Most of us who strength train intuitively know that it seems right to taper your strength training before important races. However, there are convincing arguments to be made that certain neuromuscular gains will be quickly lost if you reduce your strength training too quickly or completely drop it.
Has this been tested, though? Well, we didn’t think so until people started asking questions during the pandemic when fitness centers and weight rooms were being closed. At that point, a researcher realized he had limited results from a follow up to a strength training study he did some number of years ago.
What did these results find?
The results are limited because only 8 runners took part in the follow up. However, the limited results do look promising. After a complete elimination of strength training for 4 weeks, 3K performances actually improved slightly. This suggests that it’s possible that even going to zero strength training for as long as 4 weeks might actually even improve your running performances.

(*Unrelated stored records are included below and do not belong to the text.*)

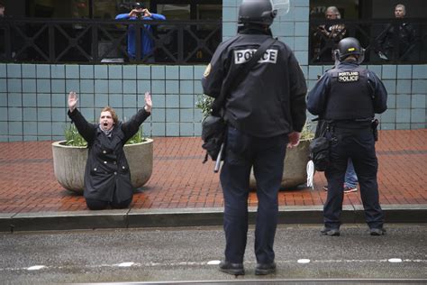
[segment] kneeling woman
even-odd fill
[[[145,92],[145,106],[128,122],[118,120],[114,110],[104,107],[99,124],[90,124],[77,108],[76,92],[68,95],[68,116],[89,149],[85,170],[84,196],[87,207],[102,210],[125,208],[132,203],[133,189],[123,146],[151,114],[151,95]],[[141,161],[143,163],[143,161]]]

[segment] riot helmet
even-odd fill
[[[338,42],[338,49],[333,51],[335,62],[344,60],[348,56],[355,55],[358,63],[360,64],[365,60],[365,49],[360,46],[356,38],[344,38]]]
[[[239,23],[270,25],[276,17],[270,0],[243,0],[239,7]]]

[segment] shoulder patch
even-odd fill
[[[359,81],[359,71],[338,72],[338,82],[356,82]]]
[[[209,63],[206,67],[206,69],[204,69],[204,72],[203,73],[203,76],[204,78],[207,78],[209,76],[209,73],[211,73],[211,64]]]

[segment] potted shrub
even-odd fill
[[[198,97],[195,106],[202,110],[204,118],[209,115],[213,101],[214,99],[212,97],[204,95]],[[301,141],[298,146],[286,150],[281,188],[295,188],[306,183],[306,166],[310,153],[308,147],[313,137],[314,133],[311,130],[311,126],[307,121],[301,133]],[[250,188],[251,189],[256,188],[253,170],[250,172]]]
[[[66,189],[83,194],[87,142],[70,124],[65,129],[65,141],[52,143],[53,170],[58,182]],[[150,178],[153,167],[153,140],[145,138],[142,130],[124,145],[133,188],[142,187]]]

Obviously, it would be nice to see some follow up research but this is a promising result for those of us who just intuitively feel the need to at least taper the strength training just as we taper our running before big races.
Protein before bed
Do you eat anything right before going to bed? A lot of people think that’s a bad idea. Personally, until earlier this week, I never did just because I didn’t feel the need.
However, after reading this earlier this week, I’m giving something new a try. I’m trying to get in some protein as shortly before bed as reasonable. In short, it suggests a high protein snack before bed will aid in muscle growth and recovery, which should help your performance. There are also suggestions of other benefits but that’s what jumped out to me as a competitive runner.
Stretching before a workout?
Yes, the topic is back. Should you stretch before a workout? Here’s a pretty comprehensive review of quite a bit of literature currently out there on the topic.
The takeaway? Dynamic stretching appears to be good. Static stretching less so, performance wise. However, a significant reduction in muscle injuries was reported with static stretching so doing some as a part of a more comprehensive warmup makes sense. As part of a more comprehensive warmup, potential negative side effects performance wise seem to be mitigated and a 54% decrease in injury risk sounds like a compelling reason to do some stretching.
In general, though, I’ll stick with my usual advice. Do what feels best to you. Personally, I’ll stick with what I’ve been doing. If I have a chance for what was described as a comprehensive warmup, I’ll include at least a quick static stretching routine. Regardless, I’ll do some dynamic stretching (leg swings at a minimum) before all of my runs.